Une litanie de slogans et de stéréotypes comme perspective politique ?

par jean-luc charlot
lundi 5 juin 2006

Je ne sais pas pour vous, mais moi, c’est arrivé maintenant ! Le basculement de l’autre côté d’une certaine limite. Là où l’envie me vient de sortir de mes gongs un peu trop policés de sociologue pour taper du poing sur la table et crier un bon vieux : « Merde, ça suffit maintenant ! ». La raison de cet énervement subit ? La dernière intervention de Ségolène Royal à Bondy évoquant ses propositions concernant la sécurité, couplée aux flots de commentaires qui ont suivi et dont le volume laisse croire que quelque chose d’essentiel sur cette question aurait été prononcé. Alors qu’il n’en est rien.

Mais avant d’expliciter les causes de cet énervement, il me faut préciser, à l’attention de la personne qui m’en a fait le reproche la semaine dernière à Toulouse, où je donnais une conférence sur un tout autre sujet, ainsi qu’à tous ceux et celles qui voudront bien me lire, que, ce faisant, je ne prétends pas à mener un quelconque acharnement « ségoléniste ». Un tel énervement eût pu tout aussi bien surgir lors d’une des interventions de Nicolas Sakorzy, quand il arrive, entouré d’une noria de caméras, sur le lieu d’un crime ou d’une énième échauffourée entre jeunes et policiers, pour déclarer qu’il faut durcir l’arsenal répressif. Hélas, l’énervement est impulsif et ne se commande pas. Et cette fois-là, ce fut Ségolène Royal qui le provoqua.

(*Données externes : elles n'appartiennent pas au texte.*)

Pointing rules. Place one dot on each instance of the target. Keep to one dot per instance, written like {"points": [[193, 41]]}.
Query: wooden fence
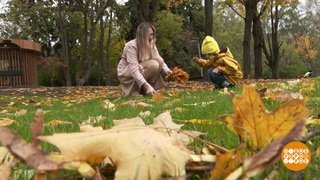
{"points": [[18, 64]]}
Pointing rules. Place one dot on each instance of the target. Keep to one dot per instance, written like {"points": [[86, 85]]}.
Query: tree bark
{"points": [[64, 42], [144, 12], [250, 10], [257, 36], [273, 57], [83, 74], [208, 28]]}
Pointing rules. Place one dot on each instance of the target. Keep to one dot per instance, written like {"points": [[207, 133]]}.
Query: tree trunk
{"points": [[144, 12], [65, 47], [250, 9], [107, 70], [83, 74], [208, 28], [273, 57], [257, 36]]}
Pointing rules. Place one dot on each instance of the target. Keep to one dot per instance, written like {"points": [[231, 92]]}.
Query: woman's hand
{"points": [[168, 72], [196, 59], [150, 89], [215, 71]]}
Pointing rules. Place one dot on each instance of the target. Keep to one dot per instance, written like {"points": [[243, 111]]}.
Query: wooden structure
{"points": [[18, 64]]}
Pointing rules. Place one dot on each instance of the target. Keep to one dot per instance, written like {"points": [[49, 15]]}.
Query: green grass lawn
{"points": [[76, 107]]}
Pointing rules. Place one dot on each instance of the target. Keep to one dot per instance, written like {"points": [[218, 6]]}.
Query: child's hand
{"points": [[215, 71], [195, 59]]}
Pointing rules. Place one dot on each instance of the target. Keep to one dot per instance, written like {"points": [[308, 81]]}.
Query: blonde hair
{"points": [[145, 48]]}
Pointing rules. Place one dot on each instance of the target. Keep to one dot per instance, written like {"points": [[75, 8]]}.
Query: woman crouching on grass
{"points": [[140, 67]]}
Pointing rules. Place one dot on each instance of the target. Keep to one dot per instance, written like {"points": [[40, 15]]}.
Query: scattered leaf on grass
{"points": [[269, 155], [21, 112], [37, 128], [250, 118], [7, 122], [54, 123], [25, 152], [179, 75], [5, 165], [139, 152]]}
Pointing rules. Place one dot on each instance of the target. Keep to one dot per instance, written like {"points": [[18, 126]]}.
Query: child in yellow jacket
{"points": [[224, 70]]}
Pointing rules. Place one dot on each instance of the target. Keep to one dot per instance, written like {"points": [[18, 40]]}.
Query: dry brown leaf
{"points": [[179, 75], [5, 165], [269, 155], [7, 122], [37, 128], [139, 152], [250, 118], [227, 162], [33, 156]]}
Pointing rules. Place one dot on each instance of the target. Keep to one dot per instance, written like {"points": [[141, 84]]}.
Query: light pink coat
{"points": [[130, 72]]}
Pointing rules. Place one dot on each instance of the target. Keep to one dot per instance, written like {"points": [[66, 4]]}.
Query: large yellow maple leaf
{"points": [[253, 122]]}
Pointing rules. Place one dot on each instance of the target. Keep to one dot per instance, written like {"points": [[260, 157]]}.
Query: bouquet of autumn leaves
{"points": [[179, 75]]}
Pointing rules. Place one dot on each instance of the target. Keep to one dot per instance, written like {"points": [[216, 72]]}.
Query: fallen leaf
{"points": [[5, 166], [7, 122], [143, 105], [144, 114], [56, 122], [158, 96], [37, 128], [21, 112], [179, 75], [139, 152], [25, 152], [269, 155], [109, 105], [250, 118]]}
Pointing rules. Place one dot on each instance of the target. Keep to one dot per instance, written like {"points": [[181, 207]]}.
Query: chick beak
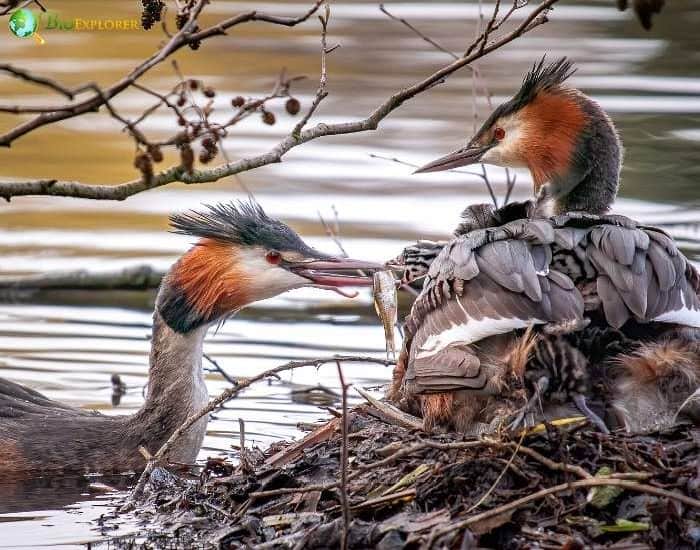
{"points": [[331, 273], [470, 154]]}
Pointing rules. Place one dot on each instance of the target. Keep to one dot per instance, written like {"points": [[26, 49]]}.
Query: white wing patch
{"points": [[470, 331], [687, 316]]}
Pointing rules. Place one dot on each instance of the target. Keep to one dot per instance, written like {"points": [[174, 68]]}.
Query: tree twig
{"points": [[230, 393], [583, 483], [177, 173], [344, 461], [425, 37]]}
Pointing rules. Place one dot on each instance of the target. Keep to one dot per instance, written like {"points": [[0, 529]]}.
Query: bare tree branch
{"points": [[178, 174], [184, 37]]}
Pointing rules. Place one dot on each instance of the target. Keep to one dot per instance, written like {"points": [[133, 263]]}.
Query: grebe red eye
{"points": [[273, 257]]}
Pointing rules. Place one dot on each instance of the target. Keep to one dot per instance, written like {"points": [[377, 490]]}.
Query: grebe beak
{"points": [[470, 154], [332, 271]]}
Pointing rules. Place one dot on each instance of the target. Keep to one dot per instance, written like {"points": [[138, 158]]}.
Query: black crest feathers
{"points": [[543, 78], [243, 223]]}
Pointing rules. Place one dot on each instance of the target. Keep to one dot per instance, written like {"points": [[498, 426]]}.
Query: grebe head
{"points": [[562, 136], [243, 256]]}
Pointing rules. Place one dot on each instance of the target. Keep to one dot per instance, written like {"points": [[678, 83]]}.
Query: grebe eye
{"points": [[273, 257]]}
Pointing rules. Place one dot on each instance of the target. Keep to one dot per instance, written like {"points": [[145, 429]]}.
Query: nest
{"points": [[559, 487]]}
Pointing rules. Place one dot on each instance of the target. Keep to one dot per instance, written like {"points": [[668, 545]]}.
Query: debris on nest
{"points": [[562, 487]]}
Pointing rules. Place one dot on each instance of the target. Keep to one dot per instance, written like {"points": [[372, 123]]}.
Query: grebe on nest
{"points": [[559, 265]]}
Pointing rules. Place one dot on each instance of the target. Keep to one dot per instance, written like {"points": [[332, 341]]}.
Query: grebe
{"points": [[559, 263], [242, 256]]}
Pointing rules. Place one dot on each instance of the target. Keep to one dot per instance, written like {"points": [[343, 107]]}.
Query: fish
{"points": [[386, 305]]}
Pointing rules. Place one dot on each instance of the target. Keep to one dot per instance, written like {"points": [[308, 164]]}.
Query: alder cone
{"points": [[269, 118], [292, 106]]}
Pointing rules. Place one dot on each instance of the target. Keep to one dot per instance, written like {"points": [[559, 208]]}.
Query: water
{"points": [[68, 344]]}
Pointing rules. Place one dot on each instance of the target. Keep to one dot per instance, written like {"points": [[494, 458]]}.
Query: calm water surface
{"points": [[67, 345]]}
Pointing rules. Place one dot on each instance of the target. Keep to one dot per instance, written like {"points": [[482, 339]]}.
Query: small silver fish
{"points": [[386, 304]]}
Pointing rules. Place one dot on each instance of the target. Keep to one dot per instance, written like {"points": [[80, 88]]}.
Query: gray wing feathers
{"points": [[641, 275]]}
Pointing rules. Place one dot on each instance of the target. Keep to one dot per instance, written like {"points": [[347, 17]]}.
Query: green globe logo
{"points": [[23, 23]]}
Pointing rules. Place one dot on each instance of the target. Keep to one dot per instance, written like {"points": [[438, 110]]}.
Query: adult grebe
{"points": [[242, 256], [559, 263]]}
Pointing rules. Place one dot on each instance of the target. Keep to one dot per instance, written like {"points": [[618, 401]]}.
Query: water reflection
{"points": [[69, 344]]}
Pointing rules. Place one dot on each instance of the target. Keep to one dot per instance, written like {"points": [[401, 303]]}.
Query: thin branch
{"points": [[583, 483], [228, 394], [182, 38], [344, 462], [417, 32], [321, 92], [178, 174], [39, 80]]}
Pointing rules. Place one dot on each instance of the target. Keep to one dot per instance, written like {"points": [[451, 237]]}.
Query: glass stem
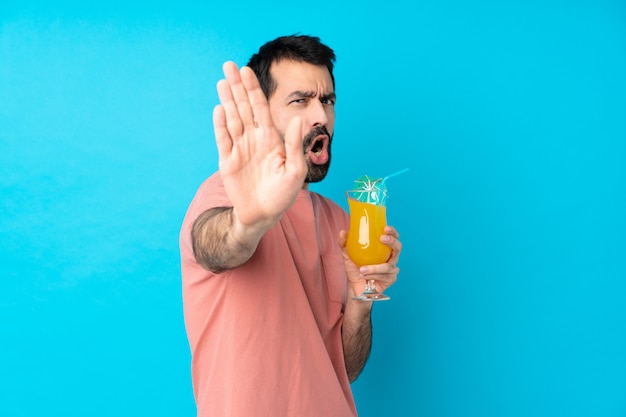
{"points": [[370, 286]]}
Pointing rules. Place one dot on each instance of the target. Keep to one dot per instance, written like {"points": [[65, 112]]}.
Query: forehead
{"points": [[291, 76]]}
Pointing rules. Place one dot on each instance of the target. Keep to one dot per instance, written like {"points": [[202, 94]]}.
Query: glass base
{"points": [[371, 296]]}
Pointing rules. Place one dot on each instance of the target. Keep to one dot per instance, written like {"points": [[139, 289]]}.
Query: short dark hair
{"points": [[301, 48]]}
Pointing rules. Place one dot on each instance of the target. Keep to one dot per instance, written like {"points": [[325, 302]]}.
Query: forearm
{"points": [[356, 335], [220, 243]]}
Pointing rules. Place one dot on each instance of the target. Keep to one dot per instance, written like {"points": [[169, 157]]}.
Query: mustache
{"points": [[313, 133]]}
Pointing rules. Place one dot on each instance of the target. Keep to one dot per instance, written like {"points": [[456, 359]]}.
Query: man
{"points": [[267, 284]]}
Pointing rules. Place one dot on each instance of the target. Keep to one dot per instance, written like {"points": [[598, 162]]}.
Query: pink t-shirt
{"points": [[265, 337]]}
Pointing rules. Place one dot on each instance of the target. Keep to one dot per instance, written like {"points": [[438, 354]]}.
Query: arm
{"points": [[356, 331], [262, 174], [356, 334], [220, 242]]}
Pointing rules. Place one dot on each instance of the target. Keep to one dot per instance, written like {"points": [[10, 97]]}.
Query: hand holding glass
{"points": [[367, 225]]}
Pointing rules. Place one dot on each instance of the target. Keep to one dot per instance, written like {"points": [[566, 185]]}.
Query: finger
{"points": [[232, 120], [222, 137], [294, 157], [256, 96], [343, 237], [390, 230], [239, 93]]}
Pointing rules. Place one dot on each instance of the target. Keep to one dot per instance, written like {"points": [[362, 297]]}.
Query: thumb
{"points": [[294, 154]]}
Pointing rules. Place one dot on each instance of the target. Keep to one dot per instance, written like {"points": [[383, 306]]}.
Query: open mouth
{"points": [[318, 151]]}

A vrai dire, plus que d’un énervement, il s’agit peut-être d’une certaine fatigue. Celle d’entendre les rodomontades de l’un et les solutions à trois francs six sous de l’autre. En lieu et place d’une nécessaire problématisation de la complexité du réel, ce travail dont la société française, dépressive et un peu nauséeuse, a besoin pour se ressaisir et imaginer des lendemains possibles. Un travail d’énonciation, d’explication et de partage des connaissances disponibles sur cette question de l’insécurité, avec les citoyens responsables dont l’on sollicite les suffrages (l’insécurité ne constituant au demeurant, qu’une des nombreuses questions à travailler). Au fond, plutôt que d’évoquer des solutions déjà tentées et abandonnées (l’encadrement des délinquants par des militaires) ou existantes (la possible mise sous tutelle des prestations familiales), nous sommes en droit d’attendre des explications pertinentes sur les transformations profondes de nos « façons de faire la société » en ce début de XXIe siècle, qui conditionnent les problèmes dits d’insécurité. Car pour juger de la pertinence d’une solution, il est nécessaire d’avoir analysé au préalable le problème ! En ce sens, nous sommes en droit d’attendre que l’on nous explique, par exemple, comment dans la famille, dans l’école ou dans l’entreprise, chacun veut participer désormais sur le registre d’un échange entre individus égaux. Et qu’en conséquence, l’autorité (du père, du maître ou du chef) qui s’imposait autrefois de fait, comme naturellement, est sommée à chaque instant de faire ses preuves et de se justifier. Et que le problème qui nous est posé, devant les difficultés bien réelles de vivre ensemble, nécessite d’inventer des nouveaux modèles d’autorité qui répondent à ces nouvelles exigences du temps présent, et non d’en appeler à la restauration de solutions élaborées dans le cadre d’un ordre ancien qui n’est plus.

Nous sommes en droit d’attendre autre chose, comme perspective politique, qu’une litanie de stéréotypes et de slogans qui ne permettra pas de sortir du divorce manifeste entre la société civile et les élites politiques, et n’apaisera pas l’inquiétude qui sourd dans la société française.

Face à ce que Pierre Rosenvallon désigne comme « l’impuissance du politique », et que nous constatons, nous percevons que seul un travail sérieux d’éclairage des questions qui se posent, accompagné d’une exploration de leur complexité, explicité avec la société civile, permettrait de faire émerger les choix essentiels, sur lesquels, en conscience, les citoyens pourront se déterminer.

A choisir la facilité des slogans plutôt que l’explicitation des problèmes, nos candidats prennent le risque d’accentuer le divorce manifeste entre la société civile et le politique, de renforcer la sempiternelle condamnation en bloc du politique, ou de provoquer un rejet, cette fois abouti, de nature populiste.